Mental health needs same sense of urgency as election campaigns

Governments should listen to young people to inform policies to address stigma and discrimination around mental health

By Kristel Jüriloo, Disability Inclusion Officer, UNICEF ESA
Brian Emmanuel Mbuthia Speaking about women's mental health at the International Day of the Girl, 11 October 2019
02 December 2021

“We need to systematically raise awareness among the public to tackle stigma around mental health. Posters are not enough.”

– Brian Emmanuel Mbuthia

Brian Emmanuel Mbuthia is a confident young Kenyan and self-advocate for the rights of persons with disabilities. In a country where speaking about mental health is still a taboo, Brian is paving the way as a positive role model breaking myths around mental health.

Brian comes from Nyeri in Central Kenya. He started to experience mental health challenges in primary school, but it took years until he was assessed by health care services. Today he receives at-home support to help him live independently.

Brian Emmanuel Mbuthia
Brian Emmanuel Mbuthia

“Access to health care services in Kenya is a challenge. One session with a mental health care professional costs almost the same as a month's rent! I cannot afford to continue my treatment right now. Because of the pandemic, my options in the job market are limited.”

– Brian

In addition to the dire situation following the onset of the COVID-19 pandemic, Brian has faced challenges with discrimination. He has faced negative perceptions and lack of reasonable accommodation. Today, Brian is a self-taught coder who has taken up consultancies on cybersecurity. He is also a visual artist and a musician writing his own music.

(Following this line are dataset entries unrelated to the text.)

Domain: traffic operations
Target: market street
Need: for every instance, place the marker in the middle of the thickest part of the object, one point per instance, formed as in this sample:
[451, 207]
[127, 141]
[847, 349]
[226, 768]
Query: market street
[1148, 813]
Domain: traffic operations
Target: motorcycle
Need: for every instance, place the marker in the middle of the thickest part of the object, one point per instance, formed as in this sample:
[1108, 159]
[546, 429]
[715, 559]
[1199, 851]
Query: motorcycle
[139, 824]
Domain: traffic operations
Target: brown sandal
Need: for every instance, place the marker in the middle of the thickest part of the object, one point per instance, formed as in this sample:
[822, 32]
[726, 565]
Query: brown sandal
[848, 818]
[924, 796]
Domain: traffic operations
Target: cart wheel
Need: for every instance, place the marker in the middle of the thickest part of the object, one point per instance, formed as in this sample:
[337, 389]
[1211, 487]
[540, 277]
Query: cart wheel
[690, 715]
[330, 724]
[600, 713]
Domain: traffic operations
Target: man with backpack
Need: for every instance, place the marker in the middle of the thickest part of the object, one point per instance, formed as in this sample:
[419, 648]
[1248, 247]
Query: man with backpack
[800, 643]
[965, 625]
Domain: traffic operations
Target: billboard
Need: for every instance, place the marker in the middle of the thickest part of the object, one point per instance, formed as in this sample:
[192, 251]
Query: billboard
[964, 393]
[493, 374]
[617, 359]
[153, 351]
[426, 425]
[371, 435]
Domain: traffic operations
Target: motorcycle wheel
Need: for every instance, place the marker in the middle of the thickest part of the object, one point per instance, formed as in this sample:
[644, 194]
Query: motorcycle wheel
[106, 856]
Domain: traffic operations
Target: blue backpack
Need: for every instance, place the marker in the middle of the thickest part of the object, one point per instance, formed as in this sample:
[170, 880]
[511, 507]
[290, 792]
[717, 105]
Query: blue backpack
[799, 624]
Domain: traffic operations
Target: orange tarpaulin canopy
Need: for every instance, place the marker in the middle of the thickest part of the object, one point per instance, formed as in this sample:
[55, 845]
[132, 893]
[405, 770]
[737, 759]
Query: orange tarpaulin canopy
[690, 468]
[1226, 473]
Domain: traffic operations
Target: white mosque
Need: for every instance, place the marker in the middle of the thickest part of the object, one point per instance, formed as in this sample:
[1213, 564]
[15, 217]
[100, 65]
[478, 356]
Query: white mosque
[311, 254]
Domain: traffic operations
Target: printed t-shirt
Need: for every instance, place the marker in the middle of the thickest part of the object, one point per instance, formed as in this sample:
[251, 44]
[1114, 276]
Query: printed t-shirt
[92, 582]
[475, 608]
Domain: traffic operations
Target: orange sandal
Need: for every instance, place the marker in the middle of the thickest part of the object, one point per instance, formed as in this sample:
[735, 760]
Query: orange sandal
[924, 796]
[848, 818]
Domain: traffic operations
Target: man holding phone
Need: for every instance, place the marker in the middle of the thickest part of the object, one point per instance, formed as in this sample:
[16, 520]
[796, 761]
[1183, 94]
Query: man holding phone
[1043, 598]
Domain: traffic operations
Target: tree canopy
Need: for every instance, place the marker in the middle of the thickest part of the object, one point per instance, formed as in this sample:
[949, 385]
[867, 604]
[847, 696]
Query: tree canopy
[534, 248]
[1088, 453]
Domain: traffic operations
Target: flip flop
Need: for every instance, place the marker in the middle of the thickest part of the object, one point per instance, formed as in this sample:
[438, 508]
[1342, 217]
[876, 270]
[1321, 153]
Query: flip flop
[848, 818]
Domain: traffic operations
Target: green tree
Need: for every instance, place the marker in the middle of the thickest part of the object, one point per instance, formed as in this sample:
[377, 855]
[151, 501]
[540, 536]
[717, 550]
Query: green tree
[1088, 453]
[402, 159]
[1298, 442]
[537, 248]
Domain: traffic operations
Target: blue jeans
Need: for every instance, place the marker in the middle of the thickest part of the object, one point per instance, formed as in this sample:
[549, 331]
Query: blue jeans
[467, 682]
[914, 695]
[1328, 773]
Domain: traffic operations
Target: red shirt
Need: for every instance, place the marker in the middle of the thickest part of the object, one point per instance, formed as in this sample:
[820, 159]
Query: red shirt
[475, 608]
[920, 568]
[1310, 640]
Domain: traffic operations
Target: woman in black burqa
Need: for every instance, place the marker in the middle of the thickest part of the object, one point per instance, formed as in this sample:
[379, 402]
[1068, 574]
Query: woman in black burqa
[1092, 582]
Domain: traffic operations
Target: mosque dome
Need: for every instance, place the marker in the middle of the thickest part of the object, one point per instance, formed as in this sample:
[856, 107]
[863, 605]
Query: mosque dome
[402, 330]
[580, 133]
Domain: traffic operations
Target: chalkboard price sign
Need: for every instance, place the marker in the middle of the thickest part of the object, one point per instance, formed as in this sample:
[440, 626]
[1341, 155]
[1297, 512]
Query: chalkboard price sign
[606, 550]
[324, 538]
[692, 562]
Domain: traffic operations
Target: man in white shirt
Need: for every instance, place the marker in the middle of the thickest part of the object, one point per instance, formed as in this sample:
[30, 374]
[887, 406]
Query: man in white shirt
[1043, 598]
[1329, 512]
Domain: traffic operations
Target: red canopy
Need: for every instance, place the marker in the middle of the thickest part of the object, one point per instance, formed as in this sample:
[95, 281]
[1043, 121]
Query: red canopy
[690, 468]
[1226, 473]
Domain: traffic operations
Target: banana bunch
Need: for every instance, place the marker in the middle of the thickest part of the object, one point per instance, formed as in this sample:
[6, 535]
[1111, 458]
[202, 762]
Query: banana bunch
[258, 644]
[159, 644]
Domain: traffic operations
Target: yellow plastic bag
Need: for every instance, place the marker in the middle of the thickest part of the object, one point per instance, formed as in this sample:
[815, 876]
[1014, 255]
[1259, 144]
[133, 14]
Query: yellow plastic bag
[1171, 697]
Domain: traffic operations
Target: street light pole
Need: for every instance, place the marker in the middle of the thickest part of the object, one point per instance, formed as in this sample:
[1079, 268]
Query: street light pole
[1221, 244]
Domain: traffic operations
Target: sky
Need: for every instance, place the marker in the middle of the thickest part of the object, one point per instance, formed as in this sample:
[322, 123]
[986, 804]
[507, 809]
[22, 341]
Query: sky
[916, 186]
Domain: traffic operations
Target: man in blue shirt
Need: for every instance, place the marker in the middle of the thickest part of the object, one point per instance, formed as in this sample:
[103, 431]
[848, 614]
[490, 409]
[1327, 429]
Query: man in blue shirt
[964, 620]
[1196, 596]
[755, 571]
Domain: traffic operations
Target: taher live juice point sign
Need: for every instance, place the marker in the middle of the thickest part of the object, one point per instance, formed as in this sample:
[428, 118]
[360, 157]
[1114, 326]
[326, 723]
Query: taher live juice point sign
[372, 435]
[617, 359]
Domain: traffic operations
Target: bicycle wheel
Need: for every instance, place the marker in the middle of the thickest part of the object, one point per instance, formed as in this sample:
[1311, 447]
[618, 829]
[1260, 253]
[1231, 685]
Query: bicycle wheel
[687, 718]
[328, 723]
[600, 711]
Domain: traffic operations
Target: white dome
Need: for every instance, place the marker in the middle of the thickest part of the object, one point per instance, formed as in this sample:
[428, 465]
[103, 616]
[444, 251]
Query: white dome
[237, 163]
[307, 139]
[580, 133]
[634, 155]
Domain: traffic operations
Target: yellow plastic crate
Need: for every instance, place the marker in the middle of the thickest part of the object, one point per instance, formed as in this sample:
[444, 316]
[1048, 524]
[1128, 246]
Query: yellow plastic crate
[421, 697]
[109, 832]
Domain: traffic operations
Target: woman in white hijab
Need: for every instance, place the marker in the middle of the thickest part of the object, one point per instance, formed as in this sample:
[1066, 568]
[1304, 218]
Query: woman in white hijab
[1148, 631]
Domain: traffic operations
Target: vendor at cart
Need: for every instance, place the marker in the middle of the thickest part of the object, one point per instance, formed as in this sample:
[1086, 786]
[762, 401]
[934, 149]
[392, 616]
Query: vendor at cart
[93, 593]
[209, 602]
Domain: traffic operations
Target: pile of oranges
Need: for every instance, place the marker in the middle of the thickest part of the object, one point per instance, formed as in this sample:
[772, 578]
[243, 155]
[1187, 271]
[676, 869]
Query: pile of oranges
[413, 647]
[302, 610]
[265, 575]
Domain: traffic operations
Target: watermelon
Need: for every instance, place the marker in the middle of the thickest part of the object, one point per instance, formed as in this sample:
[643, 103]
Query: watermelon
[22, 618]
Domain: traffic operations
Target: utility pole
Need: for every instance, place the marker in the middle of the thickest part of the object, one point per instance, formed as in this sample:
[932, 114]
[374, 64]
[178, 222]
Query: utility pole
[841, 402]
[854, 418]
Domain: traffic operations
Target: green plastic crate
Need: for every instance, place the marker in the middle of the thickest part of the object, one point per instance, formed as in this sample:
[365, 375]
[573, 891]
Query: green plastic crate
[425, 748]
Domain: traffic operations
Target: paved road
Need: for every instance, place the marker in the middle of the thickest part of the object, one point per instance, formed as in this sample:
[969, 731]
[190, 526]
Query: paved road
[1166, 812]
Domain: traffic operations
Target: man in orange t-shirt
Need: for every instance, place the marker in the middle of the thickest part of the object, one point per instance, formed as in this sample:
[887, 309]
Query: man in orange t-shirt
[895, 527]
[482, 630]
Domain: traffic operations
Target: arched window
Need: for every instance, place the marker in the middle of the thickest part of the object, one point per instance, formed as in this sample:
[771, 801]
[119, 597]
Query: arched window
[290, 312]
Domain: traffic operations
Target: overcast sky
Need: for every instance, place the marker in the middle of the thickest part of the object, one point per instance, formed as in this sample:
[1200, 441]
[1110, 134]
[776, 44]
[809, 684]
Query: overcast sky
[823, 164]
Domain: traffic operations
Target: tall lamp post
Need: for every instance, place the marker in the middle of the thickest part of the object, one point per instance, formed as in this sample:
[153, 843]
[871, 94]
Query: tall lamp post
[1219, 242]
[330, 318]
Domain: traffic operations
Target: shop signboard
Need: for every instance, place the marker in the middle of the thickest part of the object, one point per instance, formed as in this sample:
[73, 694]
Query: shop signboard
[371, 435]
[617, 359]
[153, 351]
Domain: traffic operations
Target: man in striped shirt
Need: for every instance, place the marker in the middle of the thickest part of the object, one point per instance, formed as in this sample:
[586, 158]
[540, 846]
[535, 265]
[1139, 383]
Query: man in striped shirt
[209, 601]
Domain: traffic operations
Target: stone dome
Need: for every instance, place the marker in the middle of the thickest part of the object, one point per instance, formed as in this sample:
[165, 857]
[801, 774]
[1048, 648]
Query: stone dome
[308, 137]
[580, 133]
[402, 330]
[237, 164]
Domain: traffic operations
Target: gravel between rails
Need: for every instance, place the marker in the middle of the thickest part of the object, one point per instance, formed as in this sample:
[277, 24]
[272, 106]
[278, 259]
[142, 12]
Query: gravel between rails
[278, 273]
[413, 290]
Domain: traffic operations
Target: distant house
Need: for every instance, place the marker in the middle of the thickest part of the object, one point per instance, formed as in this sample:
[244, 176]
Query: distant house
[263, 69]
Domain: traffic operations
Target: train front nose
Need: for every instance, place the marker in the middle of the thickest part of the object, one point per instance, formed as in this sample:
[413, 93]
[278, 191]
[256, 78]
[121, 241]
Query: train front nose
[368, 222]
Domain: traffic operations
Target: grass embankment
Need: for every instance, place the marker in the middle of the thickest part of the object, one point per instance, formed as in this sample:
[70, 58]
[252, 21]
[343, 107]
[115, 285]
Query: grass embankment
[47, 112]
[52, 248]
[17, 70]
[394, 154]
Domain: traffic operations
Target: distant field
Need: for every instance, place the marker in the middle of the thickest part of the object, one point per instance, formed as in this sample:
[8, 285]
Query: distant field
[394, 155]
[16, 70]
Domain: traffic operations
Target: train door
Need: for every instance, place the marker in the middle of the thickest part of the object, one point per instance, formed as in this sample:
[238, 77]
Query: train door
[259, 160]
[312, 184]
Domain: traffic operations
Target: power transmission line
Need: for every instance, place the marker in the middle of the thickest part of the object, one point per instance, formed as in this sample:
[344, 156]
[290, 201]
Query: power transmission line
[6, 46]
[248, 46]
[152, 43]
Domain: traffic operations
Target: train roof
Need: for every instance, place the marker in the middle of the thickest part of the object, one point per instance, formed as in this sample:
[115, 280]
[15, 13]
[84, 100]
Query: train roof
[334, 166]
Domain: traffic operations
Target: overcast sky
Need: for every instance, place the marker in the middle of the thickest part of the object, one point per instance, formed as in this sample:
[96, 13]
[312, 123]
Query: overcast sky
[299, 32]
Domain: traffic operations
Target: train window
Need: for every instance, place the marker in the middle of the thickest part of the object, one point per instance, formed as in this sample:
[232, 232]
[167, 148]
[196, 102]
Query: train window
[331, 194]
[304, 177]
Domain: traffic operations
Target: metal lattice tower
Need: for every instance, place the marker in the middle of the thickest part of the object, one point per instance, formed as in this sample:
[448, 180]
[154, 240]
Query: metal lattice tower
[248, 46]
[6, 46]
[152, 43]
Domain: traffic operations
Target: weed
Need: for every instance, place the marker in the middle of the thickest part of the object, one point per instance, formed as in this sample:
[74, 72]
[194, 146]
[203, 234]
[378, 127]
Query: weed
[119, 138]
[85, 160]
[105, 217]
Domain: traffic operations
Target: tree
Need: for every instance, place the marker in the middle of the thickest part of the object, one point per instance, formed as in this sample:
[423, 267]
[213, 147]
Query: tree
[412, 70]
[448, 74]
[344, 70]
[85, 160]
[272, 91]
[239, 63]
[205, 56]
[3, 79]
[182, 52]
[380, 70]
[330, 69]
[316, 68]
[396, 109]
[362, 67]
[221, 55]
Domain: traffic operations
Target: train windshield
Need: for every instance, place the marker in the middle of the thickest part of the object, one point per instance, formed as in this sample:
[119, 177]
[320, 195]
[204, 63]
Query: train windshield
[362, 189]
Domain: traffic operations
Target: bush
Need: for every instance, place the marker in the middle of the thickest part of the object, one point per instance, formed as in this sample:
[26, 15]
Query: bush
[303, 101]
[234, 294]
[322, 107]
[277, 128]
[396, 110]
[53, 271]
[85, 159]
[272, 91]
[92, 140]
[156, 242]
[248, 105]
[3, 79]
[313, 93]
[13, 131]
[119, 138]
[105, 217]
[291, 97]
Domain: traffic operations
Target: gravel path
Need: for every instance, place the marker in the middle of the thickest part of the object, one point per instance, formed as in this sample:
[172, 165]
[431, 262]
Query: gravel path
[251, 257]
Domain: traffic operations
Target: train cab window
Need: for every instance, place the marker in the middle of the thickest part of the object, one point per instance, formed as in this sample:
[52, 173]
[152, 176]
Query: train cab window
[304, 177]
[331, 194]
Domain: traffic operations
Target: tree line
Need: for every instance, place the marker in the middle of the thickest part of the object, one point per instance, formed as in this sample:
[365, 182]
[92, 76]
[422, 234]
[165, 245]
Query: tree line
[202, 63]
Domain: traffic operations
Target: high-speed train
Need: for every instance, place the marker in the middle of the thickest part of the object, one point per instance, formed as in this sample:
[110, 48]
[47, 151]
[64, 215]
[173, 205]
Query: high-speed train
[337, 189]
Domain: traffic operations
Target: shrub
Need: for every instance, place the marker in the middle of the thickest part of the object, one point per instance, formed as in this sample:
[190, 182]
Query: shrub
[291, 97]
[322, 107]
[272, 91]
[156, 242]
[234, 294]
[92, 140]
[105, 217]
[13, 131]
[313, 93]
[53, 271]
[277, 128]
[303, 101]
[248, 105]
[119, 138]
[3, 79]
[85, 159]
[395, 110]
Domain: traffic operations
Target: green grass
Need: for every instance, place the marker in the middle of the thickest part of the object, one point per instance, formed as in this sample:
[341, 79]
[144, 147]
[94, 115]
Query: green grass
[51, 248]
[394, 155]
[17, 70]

Sharing about his own mental health on social media, Brian established a WhatsApp group named “Stronger Forum”  also known as the Stronger Project Ke, helping over 40 young persons to speak out about their mental health and receive information and referrals to services.

The Stronger Project Logo

Using his artistic talent, Brian has been collecting, editing and designing articles from young people about mental health and made them available in an e-magazine. The Stronger Project also recently held a collaborative event for mental health champions with music, display of art and panel discussions and webinars. Brian is in the process of registering The Stronger Project Ke as a CBO that will adopt clear safeguarding policies and a governance structure.

Ahead of the 2022 Global Disability Summit, Brian urges world leaders to take this opportunity to commit to implementing the Convention on the Rights of Persons with Disabilities to make access to health care services affordable, sensitize health care professionals on issues of mental health, raise awareness to end the stigma around mental health, and to involve persons with disabilities.

“For policies to work, decision-makers need to understand how policies affect persons with disabilities on a day-to-day basis and to directly involve them in policy change. Nothing about us without us!”

– Brian
Brian Emmanuel Mbuthia speaking to a group
Brian Emmanuel Mbuthia at a mental health talk with the Rotary Club of Dedan Kimathi University in Nyeri in 2019.

Through UNICEF´s partner organization, the International Disability Alliance (IDA), Brian has participated in trainings to strengthen his knowledge on how to use the UN Convention on the Rights of Persons in his advocacy. UNICEF continues to work with partners like IDA to amplify the voices of children and youth with disabilities in decisions that affect them and is ensuring meaningful participation of children and youth with disabilities in the 2022 Global Disability Summit.